I've never been a fan of Ray's, but I'm not a Ray hater, either; the Rachel Ray Sucks Community is, to me, the saddest kind of social network, a colossal waste of time when we have so many problems we're not really tackling. Yes, she can be annoying, and I find her mannerisms grating, too, but I'm way more bothered by the fathead in the White House than the pleasantly plump, eternally sunny Ray.

I know foodies who insist Ray has set the cause of real food back decades with her reliance on short-cut convenience foods. But I've seen the proverbial Joe six-pack types at my local farmstand upstate snatch up bunches of kale saying "Hey, isn't this that stuff Rachel Ray is always cooking with?" Anyone who can boost kale sales gets whole grain/fair trade chocolate/agave-sweetened brownie points from me.

More importantly, someone who uses her fame to try to get Americans to focus on less fortunate folks deserves better than derision. And getting Americans back in the kitchen to cook is, as another much-mocked domestic diva would say, "a good thing," even if Ray's recipes rely on shortcuts that make food snobs cringe.

Is Rachel Ray someone I'd want to hang out with? I don't know, but I'm glad she's throwing her weight - -which the Rachel Ray Sucks Community loves to fixate on -- behind fighting hunger and getting Americans cooking again.

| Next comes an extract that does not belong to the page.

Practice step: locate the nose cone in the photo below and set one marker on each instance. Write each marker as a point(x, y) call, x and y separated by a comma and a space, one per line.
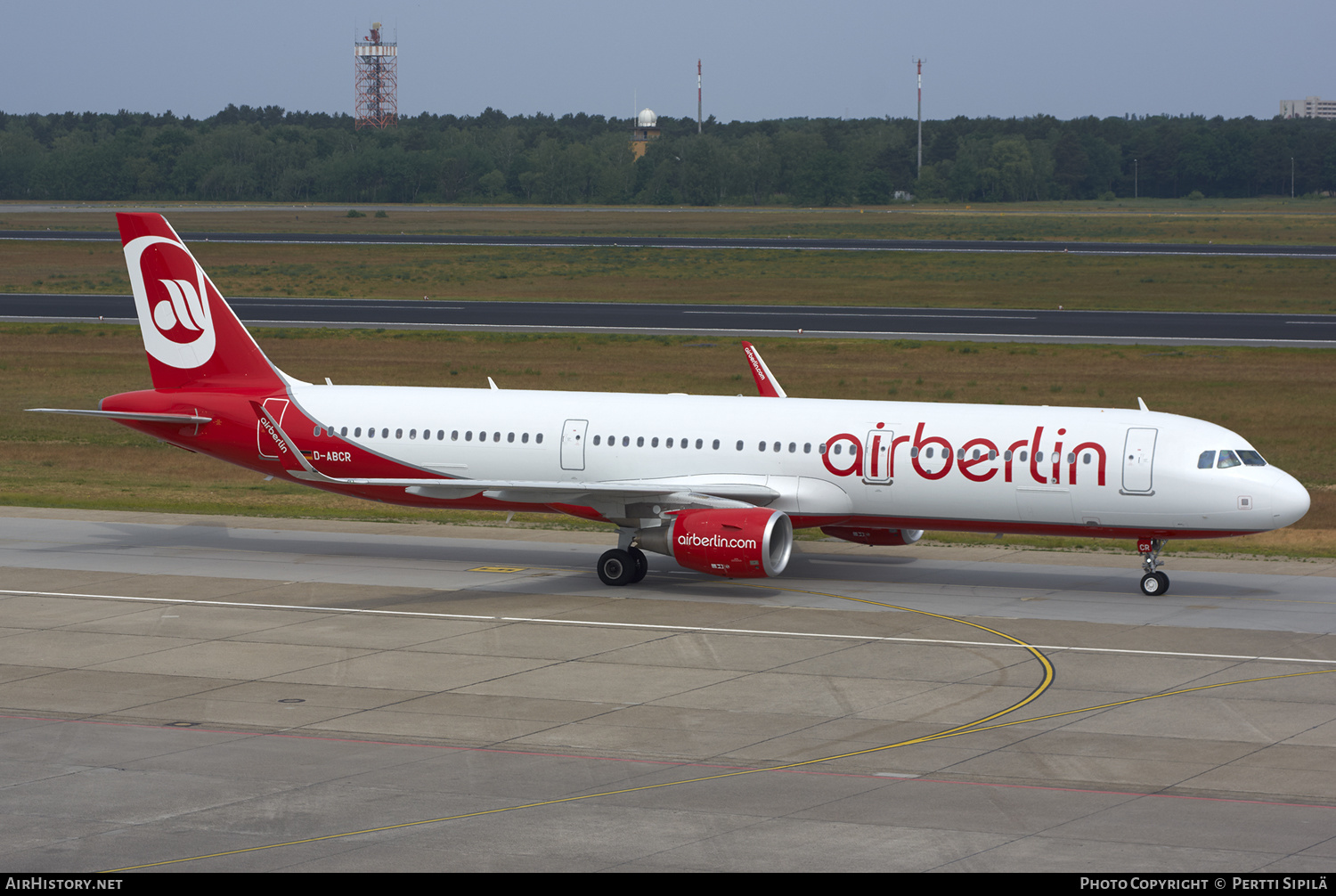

If I had to be stuck in a food desert with someone, I'd take Rachel Ray over the Rachel Ray Sucks Community any day. Because I'd rather talk about real food and real problems than ask whether so-and-so is too thin, or too fat. Why not ask yourselves, instead, why healthy foods are so expensive they're perceived as a luxury item, and why taking the time to make a home-cooked meal is another luxury so many overworked, underpaid Americans feel they can't afford?